The development of new work, which usually involves researching and devising new pieces from the ground up, is one of three major components of Tectonic’s overall activities. The company also focuses on sustaining its produced and touring work (with organizational demands varying depending on each show’s life cycle) and on the education activities of the Moment Work Institute, a training program for Tectonic’s method of telling stage stories using the full potential of theater as an medium.
Kaufman and Tectonic executive director Matt Joslyn said the move toward self-producing was spurred both by the gathering momentum of the company’s slate of current projects as well as by the strong support of Tectonic’s current board of directors, led by film producer and financier John Hadity.
The projects lined up for future production are:
- “Here There Are Blueberries,” a play by Kaufman and Amanda Gronich first seen in a well-received premiere production earlier this year at La Jolla Playhouse. Piecing together the backstory of an album of photos from the Auschwitz concentration camp, the play has drawn interest in future productions with New York theaters as well as regional and international institutions.
- A solo show co-created and performed by “RuPaul’s Drag Race” winner Velour about the history of drag, aiming for a Broadway run.
- A new production of “The Laramie Project,” the 2000 docudrama about the murder of Matthew Shepard, with a cast comprised of trans and non-binary actors and geared toward touring.
- An executive producing role on “The Connector,” a new musical by Jason Robert Brown, Jonathan Marc Sherman and director Daisy Prince, about a young writer and the conflict between artistic integrity and the drive to succeed.
- “Zephyr,” a play by LaHoste about an enigmatic New Orleans woman and her relationship with a talking parrot. Tectonic is currently in talks for a production at a university in the next year.
- “Las Aventuras de Juan Planchard,” a new Spanish-language play by Kaufman, based on a Venezuelan bestseller about a corrupt government official and described by Kaufman as “part Tarantino and part telenovela.” Kaufman said the production would aim to premiere in the U.S. in a Spanish-language production with English supertitles.

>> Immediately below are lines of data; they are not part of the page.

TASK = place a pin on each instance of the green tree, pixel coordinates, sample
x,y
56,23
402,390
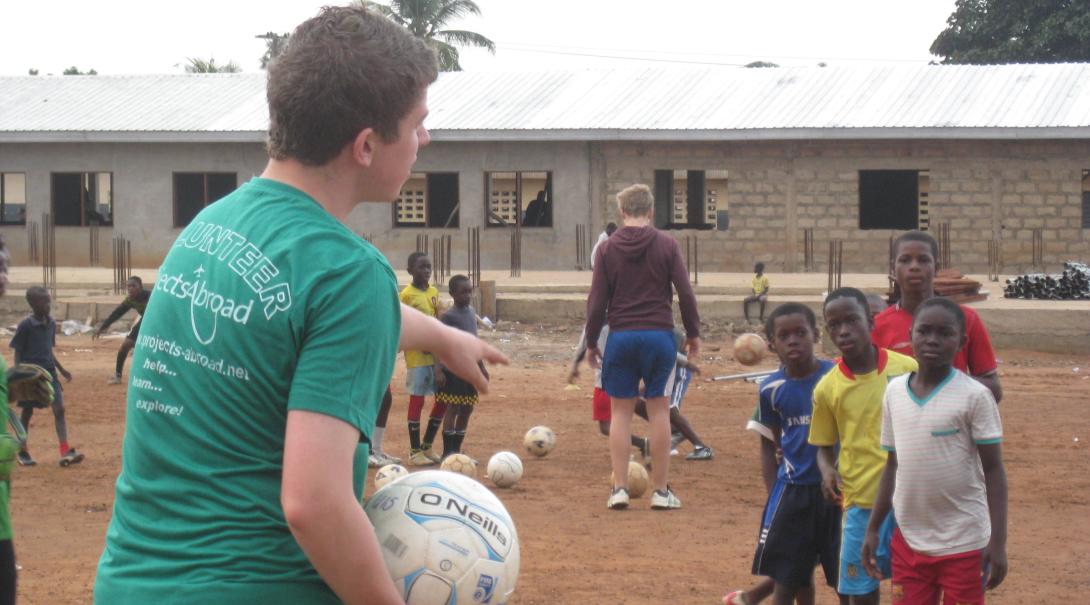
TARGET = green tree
x,y
427,20
201,65
1016,31
274,46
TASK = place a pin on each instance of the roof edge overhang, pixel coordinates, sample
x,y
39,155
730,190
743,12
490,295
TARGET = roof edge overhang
x,y
1064,133
131,136
1058,133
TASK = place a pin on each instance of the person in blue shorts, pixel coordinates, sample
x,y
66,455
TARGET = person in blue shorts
x,y
633,271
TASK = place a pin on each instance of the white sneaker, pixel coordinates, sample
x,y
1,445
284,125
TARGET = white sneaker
x,y
665,500
618,499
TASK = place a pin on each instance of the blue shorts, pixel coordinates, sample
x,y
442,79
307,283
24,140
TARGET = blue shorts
x,y
798,528
854,578
634,355
421,380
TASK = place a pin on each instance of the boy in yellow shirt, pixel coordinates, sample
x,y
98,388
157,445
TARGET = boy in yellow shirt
x,y
422,375
847,413
760,288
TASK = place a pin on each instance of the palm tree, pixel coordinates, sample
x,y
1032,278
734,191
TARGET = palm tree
x,y
426,19
201,65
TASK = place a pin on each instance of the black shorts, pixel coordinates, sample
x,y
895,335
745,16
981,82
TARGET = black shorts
x,y
799,529
134,331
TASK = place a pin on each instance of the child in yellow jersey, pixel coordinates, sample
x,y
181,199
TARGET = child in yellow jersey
x,y
760,291
847,414
422,375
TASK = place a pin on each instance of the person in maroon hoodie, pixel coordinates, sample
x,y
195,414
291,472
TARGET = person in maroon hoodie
x,y
633,271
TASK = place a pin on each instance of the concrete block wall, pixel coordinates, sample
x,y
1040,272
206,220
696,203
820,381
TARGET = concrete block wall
x,y
776,190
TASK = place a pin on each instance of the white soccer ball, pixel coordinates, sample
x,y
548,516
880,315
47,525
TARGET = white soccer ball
x,y
446,539
540,440
459,463
505,469
388,473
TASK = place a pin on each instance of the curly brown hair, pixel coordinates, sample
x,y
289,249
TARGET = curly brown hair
x,y
343,71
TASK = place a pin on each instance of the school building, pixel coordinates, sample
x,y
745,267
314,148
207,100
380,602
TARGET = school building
x,y
749,164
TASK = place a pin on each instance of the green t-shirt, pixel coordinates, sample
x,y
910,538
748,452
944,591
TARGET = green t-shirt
x,y
264,304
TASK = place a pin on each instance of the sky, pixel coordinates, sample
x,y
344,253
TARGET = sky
x,y
129,36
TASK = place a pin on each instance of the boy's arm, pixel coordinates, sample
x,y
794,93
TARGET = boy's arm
x,y
113,316
768,467
457,350
995,482
65,373
323,512
830,476
882,505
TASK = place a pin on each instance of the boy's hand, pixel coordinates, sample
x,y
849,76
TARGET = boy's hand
x,y
460,352
692,348
994,565
573,374
831,487
870,556
594,358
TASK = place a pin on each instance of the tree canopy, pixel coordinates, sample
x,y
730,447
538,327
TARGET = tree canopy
x,y
427,20
1016,32
274,46
202,65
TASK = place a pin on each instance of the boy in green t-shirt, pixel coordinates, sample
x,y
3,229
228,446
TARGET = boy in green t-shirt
x,y
247,423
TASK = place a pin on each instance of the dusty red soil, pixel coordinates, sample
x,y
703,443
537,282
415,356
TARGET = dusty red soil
x,y
573,549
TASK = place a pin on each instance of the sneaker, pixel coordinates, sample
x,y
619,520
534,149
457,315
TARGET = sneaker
x,y
387,459
72,457
665,500
618,499
701,454
416,458
25,460
435,458
645,452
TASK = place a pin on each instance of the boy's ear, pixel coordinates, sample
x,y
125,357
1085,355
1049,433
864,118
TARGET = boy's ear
x,y
363,147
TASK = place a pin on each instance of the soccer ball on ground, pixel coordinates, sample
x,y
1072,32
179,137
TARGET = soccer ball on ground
x,y
446,539
540,440
638,480
750,349
459,463
505,469
388,473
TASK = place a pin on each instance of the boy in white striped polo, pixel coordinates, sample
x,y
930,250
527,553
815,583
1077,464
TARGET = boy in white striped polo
x,y
944,475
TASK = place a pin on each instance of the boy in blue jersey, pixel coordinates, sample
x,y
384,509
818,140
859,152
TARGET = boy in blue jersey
x,y
799,525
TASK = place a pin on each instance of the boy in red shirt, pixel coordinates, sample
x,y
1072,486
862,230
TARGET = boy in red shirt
x,y
915,254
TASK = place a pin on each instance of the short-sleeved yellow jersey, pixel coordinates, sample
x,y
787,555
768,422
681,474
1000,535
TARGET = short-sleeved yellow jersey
x,y
426,302
848,411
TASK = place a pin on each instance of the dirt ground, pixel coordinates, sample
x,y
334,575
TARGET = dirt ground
x,y
573,548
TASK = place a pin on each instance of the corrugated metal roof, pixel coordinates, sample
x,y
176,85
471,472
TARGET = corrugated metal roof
x,y
992,101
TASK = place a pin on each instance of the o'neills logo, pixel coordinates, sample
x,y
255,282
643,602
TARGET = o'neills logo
x,y
432,501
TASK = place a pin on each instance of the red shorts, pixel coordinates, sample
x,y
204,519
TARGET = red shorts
x,y
602,410
919,579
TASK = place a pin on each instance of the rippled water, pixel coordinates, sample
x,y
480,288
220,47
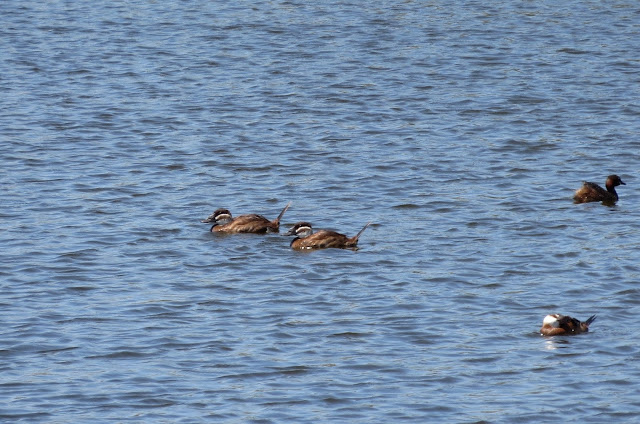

- A commission for a full-length adaptation of “Lust,” the one-act by Wohl about a pole dancer’s inner monologue that was a standout segment of “Seven Deadly Sins.”
- “Treatment and Data,” about the history of AIDS activist group ACT UP, which is being explored either for stage or a possible TV series.
Unlike other longstanding New York not-for-profit theaters such as the Public or New York Theatre Workshop, Tectonic currently has no permanent offices and only three full-time employees, with the company’s ranks filled out by contract workers depending on the needs of each project. Tectonic’s 2023 operating budget is $1.3 million.
“The fact that we don’t have a set institutional structure means that we can be nimble,” Joslyn said. “We can resource each project with the very specific needs of that project.”